NYPD remembers officers lost to 9/11
Blue uniforms of more than 2,500 members of the NYPD filled Avery Fisher Hall Thursday as the city paid tribute to police officers killed Sept. 11, 2001, and those who died of health problems believed to have stemmed from the toxic clouds at Ground Zero.
Families of the 23 officers killed during the terror attack, as well as families of 49 other cops and one civilian employee of the NYPD, were given special medallions commemorating the remembrance ceremony, which was punctuated with a musical interlude by soprano Jessye Norman.
Each medallion on the front bore the NYPD motto "Faithful Unto Death" below the deceased's name. The front also depicts the Twin Towers before their collapse, while the obverse shows the reconstructed World Trade Center and an NYPD flag.
"Twenty-three police officers gave their lives that day. They were tested in ways that few of us will ever know," said NYPD Commissioner Ray Kelly. "Out of those tests they emerged as heroes. They are our heroes.
"As you know, our losses did not end on 9/11, nor did the amazing display of physical strength and dedication to duty," added Kelly, referring to the illnesses that took the additional lives in the months and years after the terror attack.

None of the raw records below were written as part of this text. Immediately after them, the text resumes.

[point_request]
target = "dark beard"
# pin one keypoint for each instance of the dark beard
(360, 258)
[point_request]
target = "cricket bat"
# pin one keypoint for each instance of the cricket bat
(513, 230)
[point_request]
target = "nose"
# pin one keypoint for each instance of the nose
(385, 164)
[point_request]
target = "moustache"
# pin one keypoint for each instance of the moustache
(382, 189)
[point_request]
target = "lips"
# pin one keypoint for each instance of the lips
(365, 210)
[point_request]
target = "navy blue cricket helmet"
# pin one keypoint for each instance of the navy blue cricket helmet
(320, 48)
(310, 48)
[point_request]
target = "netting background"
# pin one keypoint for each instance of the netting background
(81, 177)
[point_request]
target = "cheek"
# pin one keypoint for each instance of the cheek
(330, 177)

"We'll continue to do everything in our power to see to it that New York City is not attacked again," Kelly added. "We do all of this and more in the name of those we lost."

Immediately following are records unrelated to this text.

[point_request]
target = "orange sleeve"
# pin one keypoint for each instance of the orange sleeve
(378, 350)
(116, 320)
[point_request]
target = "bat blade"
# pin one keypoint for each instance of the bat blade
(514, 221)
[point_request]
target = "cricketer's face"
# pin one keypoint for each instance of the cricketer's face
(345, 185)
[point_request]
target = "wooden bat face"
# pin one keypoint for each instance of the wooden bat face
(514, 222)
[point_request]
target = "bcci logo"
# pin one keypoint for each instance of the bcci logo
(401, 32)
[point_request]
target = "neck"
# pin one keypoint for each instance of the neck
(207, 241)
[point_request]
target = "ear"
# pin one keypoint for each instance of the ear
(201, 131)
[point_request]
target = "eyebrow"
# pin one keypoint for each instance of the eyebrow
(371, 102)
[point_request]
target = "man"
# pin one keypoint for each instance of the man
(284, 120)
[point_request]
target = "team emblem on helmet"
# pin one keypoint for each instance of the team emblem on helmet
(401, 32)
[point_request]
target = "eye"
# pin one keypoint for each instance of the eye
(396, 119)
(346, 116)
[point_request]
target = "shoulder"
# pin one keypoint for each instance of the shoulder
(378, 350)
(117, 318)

Speaking to the future, Mayor Michael Bloomberg said the best way to honor the dead was to continue living with optimism.
"I don't believe that they would ever want us to be in perpetual mourning," said Bloomberg. "They loved us, and they loved life, far too much for that. So I have no doubt that they'd want us to remember them -- and also want us to live our lives with the happiness and hope they wished for us when they were still among us."
New York City Archbishop Timothy Dolan and his predecessor, Edward Cardinal Egan, who gave the benediction, also addressed the crowd. NYPD chief chaplain Rabbi Dr. Alvin Kass gave the invocation.
At least 14 of the officers who died Sept. 11 came from Long Island. Among them was officer Walter E. Weaver, 30, of Emergency Service Squad 3, who lived in Centereach. His uncle John DiStephano, 62, of Plainveiw, accepted the medallion for the family.
"It is a difficult situation; we are very, very proud," said DiStephano. "But we never got Walter back. . . . Not getting your loved one back will always keep it open."
Michelle Holfester, 44, of East Moriches, also accepted a medallion inscribed with name of her husband, Det. William J. Holfester, who died of health issues in January 2008 at 43.
"I was very proud, very proud," said Michelle Holfester after accepting the medallion.